Diduga Terima Rp1,5 Miliar, Ketua Ombudsman RI Ditetapkan Tersangka Korupsi

SOSOK: Direktur Penyidikan Jampidsus, Syarief Sulaeman Nahdi, menyampaikan duduk perkara penetapan status tersangka kepada Ketua Ombudsman Republik Indonesia, Hery Susanto - Foto Dok Istimewa

RILISKALIMANTAN.COM, JAKARTA – Ketua Ombudsman Republik Indonesia, Hery Susanto, resmi ditetapkan sebagai tersangka dalam kasus dugaan tindak pidana korupsi tata kelola usaha pertambangan nikel periode 2013–2025.

Penetapan tersebut disampaikan Direktur Penyidikan Jampidsus, Syarief Sulaeman Nahdi, pada Kamis (16/4/2026).

“Pada hari ini, tim penyidik Jampidsus menetapkan Saudara HS sebagai tersangka dalam perkara dugaan tindak pidana korupsi tata kelola niaga pertambangan nikel tahun 2013 sampai 2025,” kata Syarief kepada wartawan.

Ia menjelaskan, penetapan tersangka dilakukan setelah penyidik mengantongi cukup alat bukti melalui rangkaian penyidikan dan penggeledahan.

Kasus ini berawal dari permasalahan perhitungan Penerimaan Negara Bukan Pajak (PNBP) oleh Kementerian Kehutanan yang melibatkan PT TSHI. Perusahaan tersebut kemudian diduga melakukan komunikasi dengan HS untuk mengupayakan koreksi kebijakan melalui Ombudsman RI.

Dalam prosesnya, PT TSHI disebut diminta menghitung sendiri kewajiban yang harus dibayarkan.
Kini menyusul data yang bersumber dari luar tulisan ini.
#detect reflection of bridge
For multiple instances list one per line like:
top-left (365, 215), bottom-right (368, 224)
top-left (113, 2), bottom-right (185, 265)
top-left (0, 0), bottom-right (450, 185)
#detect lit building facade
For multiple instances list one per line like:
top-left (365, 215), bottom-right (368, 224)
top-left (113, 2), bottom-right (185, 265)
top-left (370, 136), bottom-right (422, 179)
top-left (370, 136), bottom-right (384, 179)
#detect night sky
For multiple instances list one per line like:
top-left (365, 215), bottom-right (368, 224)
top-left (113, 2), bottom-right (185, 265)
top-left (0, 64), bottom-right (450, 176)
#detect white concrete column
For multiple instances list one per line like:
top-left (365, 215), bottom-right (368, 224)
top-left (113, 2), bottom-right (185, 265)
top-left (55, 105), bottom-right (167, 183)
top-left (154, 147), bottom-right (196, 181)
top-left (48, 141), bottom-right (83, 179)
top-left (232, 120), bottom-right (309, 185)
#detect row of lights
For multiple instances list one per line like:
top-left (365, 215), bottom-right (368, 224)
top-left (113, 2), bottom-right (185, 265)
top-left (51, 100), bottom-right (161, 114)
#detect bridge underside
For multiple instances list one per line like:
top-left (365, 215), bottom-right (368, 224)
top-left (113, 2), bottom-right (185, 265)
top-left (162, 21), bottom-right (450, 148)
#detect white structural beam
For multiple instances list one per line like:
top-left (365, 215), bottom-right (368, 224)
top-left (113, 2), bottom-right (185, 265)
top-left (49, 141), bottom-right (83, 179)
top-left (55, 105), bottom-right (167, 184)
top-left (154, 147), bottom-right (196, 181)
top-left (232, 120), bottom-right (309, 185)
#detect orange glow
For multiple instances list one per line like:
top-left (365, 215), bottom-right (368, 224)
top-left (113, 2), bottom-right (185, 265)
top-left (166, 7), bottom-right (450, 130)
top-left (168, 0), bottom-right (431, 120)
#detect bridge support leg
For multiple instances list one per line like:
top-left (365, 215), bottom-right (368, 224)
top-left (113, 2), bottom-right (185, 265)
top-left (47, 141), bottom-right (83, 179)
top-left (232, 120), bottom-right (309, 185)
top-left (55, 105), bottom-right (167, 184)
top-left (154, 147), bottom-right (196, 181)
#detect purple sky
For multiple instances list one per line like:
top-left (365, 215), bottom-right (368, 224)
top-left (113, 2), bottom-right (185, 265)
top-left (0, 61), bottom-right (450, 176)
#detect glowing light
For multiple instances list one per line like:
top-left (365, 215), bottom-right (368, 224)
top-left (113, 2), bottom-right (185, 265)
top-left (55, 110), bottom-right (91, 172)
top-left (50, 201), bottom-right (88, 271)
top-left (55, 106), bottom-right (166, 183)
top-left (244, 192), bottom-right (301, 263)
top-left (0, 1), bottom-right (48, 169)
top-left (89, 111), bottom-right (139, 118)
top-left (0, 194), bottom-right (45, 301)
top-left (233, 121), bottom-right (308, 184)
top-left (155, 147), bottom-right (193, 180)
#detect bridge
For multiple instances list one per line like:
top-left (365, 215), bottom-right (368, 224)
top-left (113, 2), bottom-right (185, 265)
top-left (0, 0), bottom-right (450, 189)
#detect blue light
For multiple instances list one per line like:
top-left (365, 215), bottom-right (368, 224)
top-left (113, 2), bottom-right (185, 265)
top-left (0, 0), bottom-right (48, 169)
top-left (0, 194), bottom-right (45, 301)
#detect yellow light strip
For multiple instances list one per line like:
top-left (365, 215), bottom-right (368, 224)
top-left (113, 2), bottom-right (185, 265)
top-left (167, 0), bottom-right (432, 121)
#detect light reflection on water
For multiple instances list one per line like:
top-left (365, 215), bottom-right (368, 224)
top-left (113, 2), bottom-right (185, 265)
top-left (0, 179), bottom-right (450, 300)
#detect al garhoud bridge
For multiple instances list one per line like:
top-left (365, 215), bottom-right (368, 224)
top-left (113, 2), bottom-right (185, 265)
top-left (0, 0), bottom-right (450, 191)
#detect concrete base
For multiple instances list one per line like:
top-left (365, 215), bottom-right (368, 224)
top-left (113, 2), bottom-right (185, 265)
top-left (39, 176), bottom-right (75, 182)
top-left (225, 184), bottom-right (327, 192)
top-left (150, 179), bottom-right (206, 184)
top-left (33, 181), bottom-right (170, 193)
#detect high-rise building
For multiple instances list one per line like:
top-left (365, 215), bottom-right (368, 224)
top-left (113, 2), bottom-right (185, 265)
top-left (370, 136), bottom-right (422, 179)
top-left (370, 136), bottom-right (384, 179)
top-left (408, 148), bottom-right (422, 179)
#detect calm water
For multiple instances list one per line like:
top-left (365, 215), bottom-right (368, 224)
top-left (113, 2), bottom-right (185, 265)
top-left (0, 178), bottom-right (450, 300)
Pada tahap tersebut, HS diduga menerima aliran dana dari pihak perusahaan melalui LKM selaku Direktur PT TSHI.

“Kurang lebih yang sudah diserahkan dari satu orang ini adalah kurang lebih sekitar Rp1,5 miliar,” ujarnya.

Atas perbuatannya, Hery Susanto dijerat dengan Pasal 12 huruf a, Pasal 12 huruf b, Pasal 5, serta Pasal 606 KUHP baru.

Saat ini, tersangka ditahan selama 20 hari di Rumah Tahanan Salemba cabang Kejaksaan Negeri Jakarta Selatan untuk kepentingan penyidikan lebih lanjut.